My new company has amazing health care options. The cost is a flat percentage of my salary. To cover both me and David is 2% of my gross (just me would be a mere 1%)-- which ends up being only a bit more than I was paying at my old job to insure just me, and will save us more than $1,000 a year by letting us cancel his (more expensive) insurance. It also appears to be better coverage, even though it's the same provider I had before, Empire Blue Cross. Seems the new plan coughs up for more comprehensive coverage. Yay!
The new job also offers an HSA, but the cost is such a small fraction less than the traditional coverage that it isn't worth it. So, after one year of experimentation, I'm ending my voyage into these minimally charted health-care waters.
So how did it work out?
I opted for the HSA last year because its premiums were less than one-third what the premiums would have been for traditional insurance. My company's strange plan made it so that it was less expensive to do the HSA and go through the entire deductible than it would be to pay for regular premiums.
On that front, it was a success. My usual doctor is out of network (in fact, she's trying to quit taking insurance entirely), and I used HSA money to pay the bill for an annual checkup. Though I was technically paying "out of pocket," it was cash that would otherwise have gone toward higher premiums, so it was cheaper. In the end, I paid around $500 less for health care last year than I would have with the traditional plan. I also had no emergencies, though. That number would look different if I'd required anything beyond the usual routine stuff.
While the HSA saved me money, the politics of the thing (it's a tax shelter masquerading as a health-care policy) drive me nuts, so I'm quite happy to be saying goodbye to it and heading back to a traditional plan.
Which prompted the question: Uh oh, what do I do with the HSA balance? The entire idea of HSAs is that unlike FSAs, the balance doesn't "expire" at the end of the year -- you're supposed to accumulate funds, as you would in a 401k or other savings plan. An HSA also is intended to be portable. If you change jobs, you can keep it.

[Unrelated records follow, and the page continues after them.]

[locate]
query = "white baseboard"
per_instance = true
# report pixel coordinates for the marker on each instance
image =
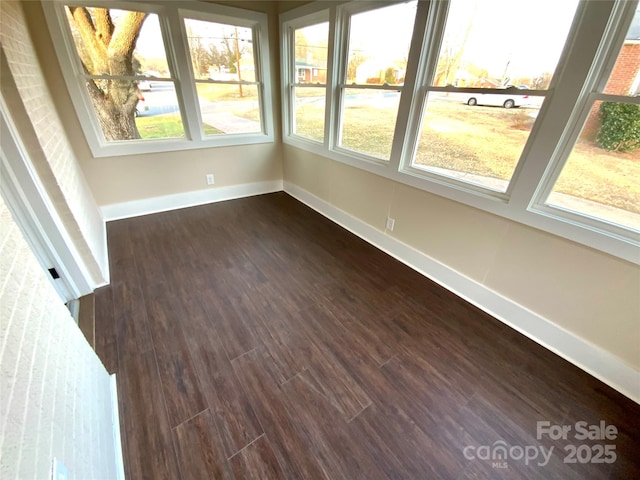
(146, 206)
(117, 439)
(590, 358)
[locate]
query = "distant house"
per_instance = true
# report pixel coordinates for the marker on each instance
(625, 76)
(373, 71)
(309, 73)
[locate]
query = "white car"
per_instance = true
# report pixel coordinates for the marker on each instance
(506, 100)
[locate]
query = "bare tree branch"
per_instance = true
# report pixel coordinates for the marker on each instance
(96, 50)
(123, 42)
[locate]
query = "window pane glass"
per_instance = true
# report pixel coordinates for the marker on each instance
(311, 54)
(220, 52)
(604, 182)
(103, 37)
(158, 114)
(496, 43)
(474, 138)
(89, 23)
(379, 44)
(625, 76)
(309, 112)
(368, 121)
(229, 108)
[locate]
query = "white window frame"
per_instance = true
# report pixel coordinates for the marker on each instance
(340, 85)
(583, 49)
(171, 15)
(601, 69)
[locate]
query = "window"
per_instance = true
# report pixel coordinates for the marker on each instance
(224, 69)
(600, 178)
(372, 77)
(306, 75)
(481, 102)
(135, 91)
(479, 136)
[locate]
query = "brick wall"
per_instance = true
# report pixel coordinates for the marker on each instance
(620, 82)
(48, 145)
(54, 392)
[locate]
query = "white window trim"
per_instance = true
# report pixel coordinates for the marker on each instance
(289, 74)
(171, 14)
(582, 47)
(598, 76)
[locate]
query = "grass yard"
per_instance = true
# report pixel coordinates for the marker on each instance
(166, 126)
(485, 141)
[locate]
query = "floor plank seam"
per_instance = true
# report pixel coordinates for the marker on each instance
(363, 409)
(190, 418)
(247, 445)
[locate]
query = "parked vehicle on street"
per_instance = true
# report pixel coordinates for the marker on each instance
(507, 100)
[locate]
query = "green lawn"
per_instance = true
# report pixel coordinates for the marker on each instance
(166, 126)
(485, 141)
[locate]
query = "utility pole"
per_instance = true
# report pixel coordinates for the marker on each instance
(238, 61)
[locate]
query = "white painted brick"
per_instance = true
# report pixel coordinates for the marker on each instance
(60, 171)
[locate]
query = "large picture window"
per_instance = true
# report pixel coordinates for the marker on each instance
(135, 91)
(530, 111)
(373, 76)
(478, 136)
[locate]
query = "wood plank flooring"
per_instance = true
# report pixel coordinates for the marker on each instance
(255, 339)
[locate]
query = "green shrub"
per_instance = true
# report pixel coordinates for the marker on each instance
(619, 127)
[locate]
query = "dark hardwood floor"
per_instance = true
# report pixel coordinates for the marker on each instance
(256, 339)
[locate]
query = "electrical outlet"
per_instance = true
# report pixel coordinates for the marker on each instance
(390, 224)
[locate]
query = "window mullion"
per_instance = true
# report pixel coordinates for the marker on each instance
(406, 129)
(178, 56)
(430, 23)
(339, 34)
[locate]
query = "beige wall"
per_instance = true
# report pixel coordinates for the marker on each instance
(126, 178)
(588, 293)
(32, 108)
(55, 395)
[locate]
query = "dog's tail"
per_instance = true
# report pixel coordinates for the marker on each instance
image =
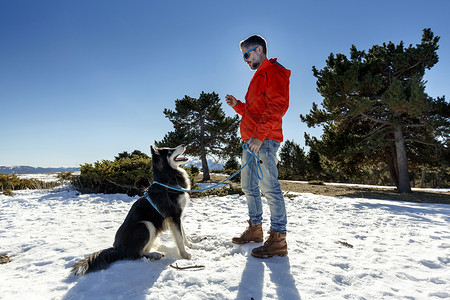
(96, 261)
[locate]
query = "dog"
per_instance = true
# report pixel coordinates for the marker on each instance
(159, 209)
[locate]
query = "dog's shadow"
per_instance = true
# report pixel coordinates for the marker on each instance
(124, 279)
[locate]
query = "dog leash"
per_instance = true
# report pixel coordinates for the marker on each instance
(245, 147)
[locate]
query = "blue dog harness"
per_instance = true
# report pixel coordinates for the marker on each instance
(154, 206)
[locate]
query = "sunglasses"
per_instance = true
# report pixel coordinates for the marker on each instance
(247, 54)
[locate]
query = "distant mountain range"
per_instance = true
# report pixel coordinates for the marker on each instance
(33, 170)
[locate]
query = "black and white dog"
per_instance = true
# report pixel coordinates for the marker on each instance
(161, 208)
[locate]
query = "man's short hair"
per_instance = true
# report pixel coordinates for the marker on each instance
(253, 41)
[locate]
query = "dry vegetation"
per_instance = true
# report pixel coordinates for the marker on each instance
(435, 196)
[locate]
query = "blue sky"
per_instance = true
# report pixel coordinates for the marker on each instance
(81, 81)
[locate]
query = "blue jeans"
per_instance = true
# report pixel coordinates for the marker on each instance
(270, 186)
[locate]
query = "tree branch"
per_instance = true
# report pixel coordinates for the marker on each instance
(185, 268)
(376, 120)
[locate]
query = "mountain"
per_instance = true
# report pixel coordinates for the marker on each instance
(33, 170)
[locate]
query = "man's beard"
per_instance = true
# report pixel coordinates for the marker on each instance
(255, 65)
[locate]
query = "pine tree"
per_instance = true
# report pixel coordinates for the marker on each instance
(201, 124)
(376, 108)
(292, 161)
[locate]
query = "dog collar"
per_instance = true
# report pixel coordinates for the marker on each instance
(153, 204)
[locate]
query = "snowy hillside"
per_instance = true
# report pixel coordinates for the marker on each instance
(400, 250)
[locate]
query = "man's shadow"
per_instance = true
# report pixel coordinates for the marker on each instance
(252, 280)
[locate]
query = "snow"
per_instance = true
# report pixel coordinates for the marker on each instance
(400, 250)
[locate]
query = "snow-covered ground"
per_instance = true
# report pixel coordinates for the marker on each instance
(400, 250)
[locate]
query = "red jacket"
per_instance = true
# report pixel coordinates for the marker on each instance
(266, 102)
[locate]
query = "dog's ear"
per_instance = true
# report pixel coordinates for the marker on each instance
(154, 150)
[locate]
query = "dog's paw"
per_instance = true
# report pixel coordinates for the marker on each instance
(153, 255)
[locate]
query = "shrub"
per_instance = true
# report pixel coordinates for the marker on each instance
(10, 183)
(128, 173)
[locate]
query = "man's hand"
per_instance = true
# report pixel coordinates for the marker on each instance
(231, 100)
(254, 144)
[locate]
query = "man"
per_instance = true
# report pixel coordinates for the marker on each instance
(266, 102)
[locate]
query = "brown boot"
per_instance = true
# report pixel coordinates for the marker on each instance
(253, 233)
(274, 246)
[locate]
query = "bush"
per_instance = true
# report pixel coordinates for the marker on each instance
(10, 183)
(128, 173)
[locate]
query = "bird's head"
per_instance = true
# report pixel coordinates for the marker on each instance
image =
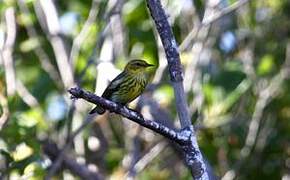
(137, 66)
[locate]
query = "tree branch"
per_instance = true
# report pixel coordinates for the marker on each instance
(185, 138)
(172, 55)
(182, 137)
(192, 153)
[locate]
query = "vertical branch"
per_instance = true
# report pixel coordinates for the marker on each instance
(192, 154)
(6, 51)
(172, 55)
(53, 28)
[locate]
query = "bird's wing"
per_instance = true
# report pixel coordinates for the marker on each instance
(113, 86)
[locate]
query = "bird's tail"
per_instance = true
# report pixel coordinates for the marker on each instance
(98, 109)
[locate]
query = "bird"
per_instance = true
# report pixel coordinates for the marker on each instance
(127, 86)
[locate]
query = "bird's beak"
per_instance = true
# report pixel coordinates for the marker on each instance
(149, 65)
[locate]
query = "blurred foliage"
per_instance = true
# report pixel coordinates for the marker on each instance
(242, 53)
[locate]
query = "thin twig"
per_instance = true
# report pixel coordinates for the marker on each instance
(6, 52)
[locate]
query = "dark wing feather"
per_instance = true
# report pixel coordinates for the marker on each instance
(113, 86)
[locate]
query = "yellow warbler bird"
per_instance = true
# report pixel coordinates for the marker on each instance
(127, 86)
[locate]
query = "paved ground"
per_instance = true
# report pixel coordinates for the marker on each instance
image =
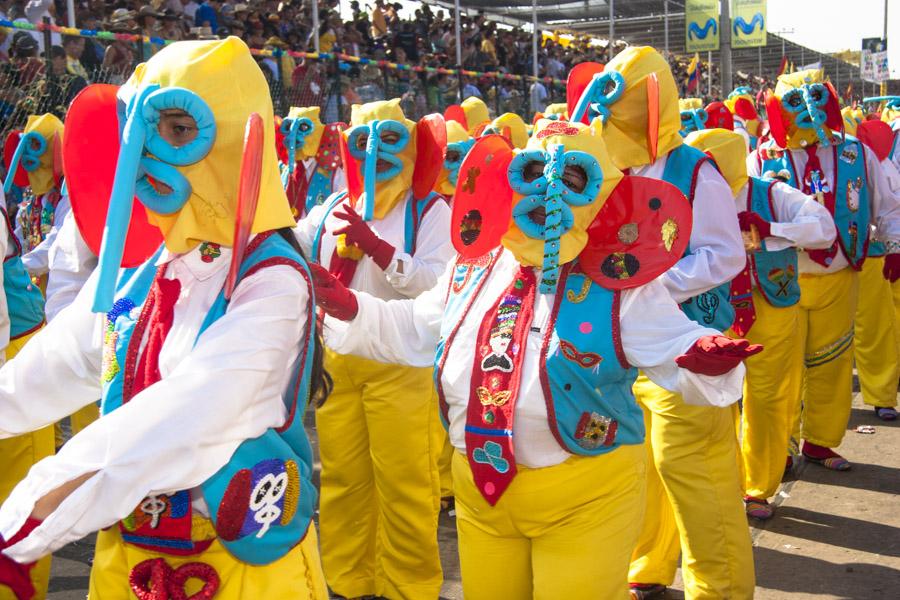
(835, 535)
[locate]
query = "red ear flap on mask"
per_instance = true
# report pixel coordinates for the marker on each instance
(454, 112)
(642, 230)
(745, 109)
(577, 82)
(833, 118)
(719, 117)
(878, 136)
(777, 124)
(90, 154)
(280, 150)
(431, 145)
(20, 178)
(352, 170)
(482, 203)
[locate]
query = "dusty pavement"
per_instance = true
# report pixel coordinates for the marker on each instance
(834, 536)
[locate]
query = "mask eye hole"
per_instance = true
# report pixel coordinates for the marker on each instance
(533, 170)
(177, 127)
(390, 137)
(575, 178)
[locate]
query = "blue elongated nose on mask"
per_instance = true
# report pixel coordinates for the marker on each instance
(28, 153)
(144, 153)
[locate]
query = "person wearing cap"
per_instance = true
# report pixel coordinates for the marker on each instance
(776, 219)
(845, 176)
(693, 497)
(197, 477)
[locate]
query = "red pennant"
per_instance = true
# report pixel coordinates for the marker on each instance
(642, 230)
(90, 153)
(482, 204)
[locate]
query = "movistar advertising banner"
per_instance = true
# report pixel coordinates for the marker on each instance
(701, 25)
(748, 23)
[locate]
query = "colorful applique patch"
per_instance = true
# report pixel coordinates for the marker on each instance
(210, 251)
(491, 454)
(257, 498)
(595, 430)
(583, 359)
(110, 364)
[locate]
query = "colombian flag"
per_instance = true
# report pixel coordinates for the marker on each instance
(693, 73)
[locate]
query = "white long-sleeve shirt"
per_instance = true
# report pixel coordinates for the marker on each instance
(884, 203)
(70, 262)
(800, 221)
(37, 261)
(408, 275)
(716, 249)
(654, 331)
(216, 391)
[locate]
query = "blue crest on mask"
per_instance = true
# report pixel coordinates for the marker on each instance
(603, 91)
(807, 104)
(144, 152)
(368, 143)
(551, 192)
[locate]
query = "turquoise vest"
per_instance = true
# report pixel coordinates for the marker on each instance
(851, 197)
(415, 212)
(711, 308)
(262, 501)
(775, 272)
(24, 300)
(585, 379)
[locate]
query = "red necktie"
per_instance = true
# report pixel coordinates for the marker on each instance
(496, 375)
(163, 296)
(823, 193)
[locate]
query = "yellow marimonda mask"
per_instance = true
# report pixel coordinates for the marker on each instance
(302, 132)
(393, 145)
(728, 149)
(458, 144)
(512, 127)
(541, 183)
(557, 111)
(38, 153)
(477, 114)
(629, 104)
(806, 111)
(742, 105)
(199, 78)
(852, 118)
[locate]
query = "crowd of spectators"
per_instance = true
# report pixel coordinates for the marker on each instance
(374, 31)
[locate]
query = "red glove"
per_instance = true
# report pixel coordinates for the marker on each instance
(332, 295)
(361, 235)
(13, 575)
(891, 270)
(716, 355)
(748, 218)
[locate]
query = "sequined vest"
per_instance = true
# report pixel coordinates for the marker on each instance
(711, 308)
(262, 501)
(584, 376)
(851, 196)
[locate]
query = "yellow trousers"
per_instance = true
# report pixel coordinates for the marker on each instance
(564, 531)
(298, 574)
(827, 307)
(771, 396)
(18, 455)
(695, 454)
(380, 492)
(440, 444)
(874, 338)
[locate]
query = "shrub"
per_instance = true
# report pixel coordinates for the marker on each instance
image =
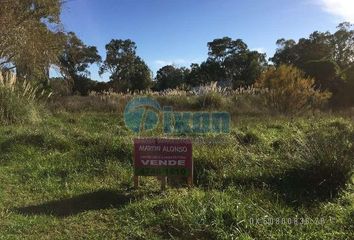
(290, 91)
(210, 100)
(17, 100)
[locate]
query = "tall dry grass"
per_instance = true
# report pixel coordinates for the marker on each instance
(18, 100)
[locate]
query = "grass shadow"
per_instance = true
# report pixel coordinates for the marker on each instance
(99, 200)
(34, 140)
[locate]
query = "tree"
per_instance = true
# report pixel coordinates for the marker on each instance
(205, 73)
(128, 71)
(289, 90)
(75, 60)
(30, 38)
(323, 56)
(240, 65)
(170, 77)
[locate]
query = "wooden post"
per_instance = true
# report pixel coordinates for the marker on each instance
(190, 181)
(136, 181)
(163, 183)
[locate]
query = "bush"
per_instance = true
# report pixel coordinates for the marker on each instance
(17, 101)
(290, 92)
(210, 100)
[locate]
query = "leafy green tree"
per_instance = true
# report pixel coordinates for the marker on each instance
(74, 62)
(323, 56)
(289, 90)
(128, 71)
(170, 77)
(30, 38)
(240, 65)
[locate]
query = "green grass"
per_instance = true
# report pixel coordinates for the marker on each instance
(70, 177)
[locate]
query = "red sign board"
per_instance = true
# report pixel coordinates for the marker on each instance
(163, 157)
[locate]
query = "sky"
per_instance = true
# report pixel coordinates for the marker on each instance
(177, 31)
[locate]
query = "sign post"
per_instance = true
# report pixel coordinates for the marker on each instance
(163, 158)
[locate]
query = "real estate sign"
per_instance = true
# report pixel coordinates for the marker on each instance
(163, 157)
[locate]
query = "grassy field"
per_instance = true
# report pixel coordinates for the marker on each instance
(70, 177)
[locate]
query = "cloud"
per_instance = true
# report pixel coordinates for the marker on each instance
(260, 50)
(177, 62)
(341, 8)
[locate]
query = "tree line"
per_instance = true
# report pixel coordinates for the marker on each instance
(32, 41)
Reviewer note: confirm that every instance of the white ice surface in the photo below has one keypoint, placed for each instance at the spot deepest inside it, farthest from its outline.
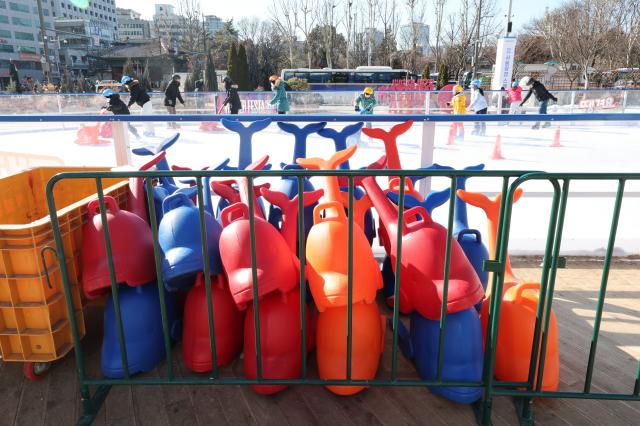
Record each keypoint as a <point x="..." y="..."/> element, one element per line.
<point x="587" y="147"/>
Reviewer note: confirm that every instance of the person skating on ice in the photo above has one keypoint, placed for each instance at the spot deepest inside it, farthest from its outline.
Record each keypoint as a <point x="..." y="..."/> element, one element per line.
<point x="233" y="99"/>
<point x="171" y="95"/>
<point x="541" y="94"/>
<point x="478" y="105"/>
<point x="117" y="107"/>
<point x="139" y="96"/>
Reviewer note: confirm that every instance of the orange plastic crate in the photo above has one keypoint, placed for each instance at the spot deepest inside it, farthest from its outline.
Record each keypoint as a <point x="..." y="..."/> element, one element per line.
<point x="34" y="325"/>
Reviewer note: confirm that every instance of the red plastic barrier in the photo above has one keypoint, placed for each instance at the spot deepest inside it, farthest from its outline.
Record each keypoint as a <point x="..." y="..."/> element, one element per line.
<point x="133" y="259"/>
<point x="228" y="326"/>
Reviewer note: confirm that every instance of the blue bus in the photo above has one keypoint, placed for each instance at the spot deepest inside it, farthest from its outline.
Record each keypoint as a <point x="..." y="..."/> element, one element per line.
<point x="346" y="79"/>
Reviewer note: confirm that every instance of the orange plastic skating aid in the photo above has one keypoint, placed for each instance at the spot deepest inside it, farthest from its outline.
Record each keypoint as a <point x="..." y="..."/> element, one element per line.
<point x="515" y="337"/>
<point x="327" y="246"/>
<point x="517" y="313"/>
<point x="327" y="256"/>
<point x="389" y="139"/>
<point x="367" y="345"/>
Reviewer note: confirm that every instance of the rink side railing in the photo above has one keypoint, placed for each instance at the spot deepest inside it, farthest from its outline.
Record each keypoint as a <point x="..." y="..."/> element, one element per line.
<point x="523" y="392"/>
<point x="328" y="102"/>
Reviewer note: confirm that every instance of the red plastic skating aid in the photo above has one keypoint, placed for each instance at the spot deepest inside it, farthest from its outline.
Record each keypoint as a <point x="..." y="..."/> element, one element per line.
<point x="228" y="326"/>
<point x="131" y="247"/>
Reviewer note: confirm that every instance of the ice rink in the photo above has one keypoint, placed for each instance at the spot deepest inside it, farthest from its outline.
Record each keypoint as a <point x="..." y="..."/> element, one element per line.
<point x="586" y="147"/>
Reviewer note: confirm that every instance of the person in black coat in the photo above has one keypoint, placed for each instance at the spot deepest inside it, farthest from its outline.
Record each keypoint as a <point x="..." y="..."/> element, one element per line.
<point x="233" y="99"/>
<point x="171" y="95"/>
<point x="541" y="94"/>
<point x="117" y="107"/>
<point x="140" y="97"/>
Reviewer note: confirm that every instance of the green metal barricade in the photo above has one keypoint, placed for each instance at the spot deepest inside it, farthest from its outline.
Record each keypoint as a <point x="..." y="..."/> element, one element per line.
<point x="511" y="180"/>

But since I'm not going to be funding the HSA any longer, I don't really want to drag around the $230 or so I have left in it and keep it long-term. I was procrastinating in figuring out how to kill the balance when Amex solved the problem for me: it's also ditching its HSA plan.
Seems the HealthPayPlus HSA business isn't working out for American Express, the provider of my plan, and it's sold its accounts on to ACS/Mellon. Amex sent me a packet of papers to fill out to transfer my account to Mellon, but at the bottom was some fine print noting that if I don't take action by Jan. 18, Amex will simply close my HSA and send a check for the balance.
Score one for procrastination! I love it when ignoring problems actually does make them go away.
This distribution has tax implications. Because HSA funds come out of paychecks pre-tax, I'll presumably have to pay taxes on the money I get in the check from Amex. The paperwork they sent goes into no detail on how that will work -- it simply says "contact your tax advisor for more information regarding the tax implications of this option."
I am my tax advisor, and I have no clue, so I'm going to rely on the tactic that has been working so well for me: ignoring it. Whatever happens, the dollar amount is so small I'm not particularly worried about getting hit with a tax bill.